What the journey looks like
ConstructConnect, a software company serving the construction industry, offered a reference point for what improvement looks like in practice. Rich Dammkoehler, VP of Architecture and Governance at ConstructConnect, described the progression:
The most important capability for us is the ability to quarantine and block vulnerable artifacts. Ease of access to vulnerability information – and the ability to act on it – has been the biggest change for us. Our internal governance scores continue to improve, and Cloudsmith has been a major contributor to that. We're a stone's throw away from having zero high or critical vulnerabilities in our supply chain.

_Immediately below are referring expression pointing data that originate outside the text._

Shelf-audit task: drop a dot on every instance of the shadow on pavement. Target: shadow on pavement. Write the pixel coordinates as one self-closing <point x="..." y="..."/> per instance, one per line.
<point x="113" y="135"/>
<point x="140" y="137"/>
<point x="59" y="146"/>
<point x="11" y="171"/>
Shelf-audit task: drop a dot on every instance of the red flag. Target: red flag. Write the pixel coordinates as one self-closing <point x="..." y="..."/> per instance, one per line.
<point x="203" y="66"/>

On where the platform is headed, Douglas pointed to format coverage as the defining 12-month challenge. OCI – the Open Container Initiative standard – consolidated container formats across Docker and containerd. MCP – Model Context Protocol, now under the Linux Foundation – is emerging as a distribution standard for AI agent tooling. Hugging Face model hosting has already been added. The direction is toward Cloudsmith becoming the artifact registry for the full AI-era development stack, with the same governance policies applied consistently across all format types.
My take
The CRA's September 2026 enforcement date is close enough that organizations without automated SBOM generation and artifact governance are dealing with a calendar problem, not a theoretical one. The GDPR parallel Douglas drew – where compliance only becomes urgent once enforcement is actually imminent – is probably going to play out the same way here.
Cloudsmith is pitching to move the enforcement point upstream so that decisions about whether a package is acceptable are made before it enters a developer's environment, not after it has already landed. Whether organizations will invest time and effort in proactive enforcement before an incident makes it unavoidable, or whether the compliance deadline will be the catalyst is another matter. Cloudsmith's own report suggests the latter is more likely for most of the market – and the window to get ahead of it is short.